Он не стал предпринимать попытки поднять почти бесчувственную девушку, а лишь неумело умыл ей лицо и руки. Потом он завернул ее прекрасное тело в накидку из чистого белого полотна. Розамунда лежала бледная, похожая на мраморную статую с крышки античного саркофага. Измотанная девушка мгновенно погрузилась в сон.
Только тогда бывший граф подозвал сэра Тустэна и принял чашу горячего вина – такого горячего, что оно обожгло ему горло и мгновенно разгорячило кровь.
Один из слуг подал Эдмунду миску с тушеной зайчатиной, и рыцарь с наслаждением съел ее с острым соусом и с большими ломтями хлеба.
Сэр Тустэн, тактичный, как всегда, выпроводил слуг из палатки. Затем, усевшись за неимением стула на конское седло, выслушал рассказ англо-норманна о несчастье, которое постигло его в замке Сан-Северино.
– Вот и вся история, мой добрый друг, – заключил Эдмунд. – И это, клянусь моей рыцарской честью, совершенная правда. Хотелось бы знать, что думаете вы об этом? – с надеждой спросил он одноглазого ветерана.
– Никогда бы не подумал, что сэр Хью способен забыть о чести, – задумчиво ответил старик. – Хотя все видели, что красота леди Розамунды сводила его с ума. Как, впрочем, и его младшего брата.
– А что же нам теперь делать?
Несколько минут, покусывая губу и задумчиво пощипывая усы, одноглазый рыцарь размышлял.
– Если бы вы не поторопились отказаться от предложения герцога Боэмунда, я думаю, он бы укрыл вас от гнева графа Тюржи… особенно учитывая, что вы защищали честь леди. – Сэр Тустэн бросил обеспокоенный взгляд на потрепанные плащи, которыми Эдмунд отгородил место, где лежала сестра. – Однако теперь…
– Молю вас, продолжайте. – Давно небритый Эдмунд оторвал взор от миски, зажатой между коленями, и умоляюще посмотрел на старого Тустэна.
Сэр Тустэн только пожал плечами под накидкой, отороченной вытертым мехом рыжей лисы.
– Могу только сказать, что милорд герцог – человек дальновидный и справедливый, хотя и подвержен внезапным переменам настроения.

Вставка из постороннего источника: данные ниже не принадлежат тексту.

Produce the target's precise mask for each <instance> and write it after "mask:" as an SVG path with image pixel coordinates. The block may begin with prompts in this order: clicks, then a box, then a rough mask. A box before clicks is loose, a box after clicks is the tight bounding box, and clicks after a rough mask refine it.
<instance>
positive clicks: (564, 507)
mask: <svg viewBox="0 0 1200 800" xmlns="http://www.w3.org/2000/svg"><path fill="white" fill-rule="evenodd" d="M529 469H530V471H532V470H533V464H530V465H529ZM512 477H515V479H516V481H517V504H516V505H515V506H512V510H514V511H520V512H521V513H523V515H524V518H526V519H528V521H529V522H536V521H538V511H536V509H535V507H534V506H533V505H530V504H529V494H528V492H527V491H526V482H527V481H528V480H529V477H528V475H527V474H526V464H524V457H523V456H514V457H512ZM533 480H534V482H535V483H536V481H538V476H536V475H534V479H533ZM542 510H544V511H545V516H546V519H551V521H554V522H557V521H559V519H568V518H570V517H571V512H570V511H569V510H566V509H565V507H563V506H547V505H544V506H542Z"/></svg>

Он так же верен друзьям, как и беспощаден к тем, кто вызывает у него гнев. Едва ли он относит вас к числу своих друзей. Поэтому вам придется предстать перед Боэмундом на свой страх и риск.
Эдмунд обтер рот рукой и поднялся.
– Тем не менее я рискну переговорить с милордом герцогом, – решительно произнес он.
– Тогда вам лучше подождать. Сейчас он принимает свою вечернюю трапезу, – посоветовал ветеран. – Подобно большинству людей, с полным желудком он менее подвержен гневу. – Сэр Тустэн покачал головой. – Увы, мой друг. Я сомневаюсь, что герцог будет к вам милостив.
Глава 19 ПРИГОВОР
К заходу солнца дождевые тучи рассеялись. Последние лучи высветили мокрые палатки и грязную территорию лагеря. Угасающее светило стало также свидетелем казни двух упрямых землевладельцев. Из упрямства они отказывали в гостеприимстве Боэмунду или любому другому властителю, за исключением герцога Роджера фиц Танкреда, правившего, увы, в отдаленном Палермо. Обезглавленные трупы в назидание всем были выброшены в широкую грязную канаву, а лохматые кровоточащие головы насажены на копья и выставлены у входа в шатер рыжего герцога.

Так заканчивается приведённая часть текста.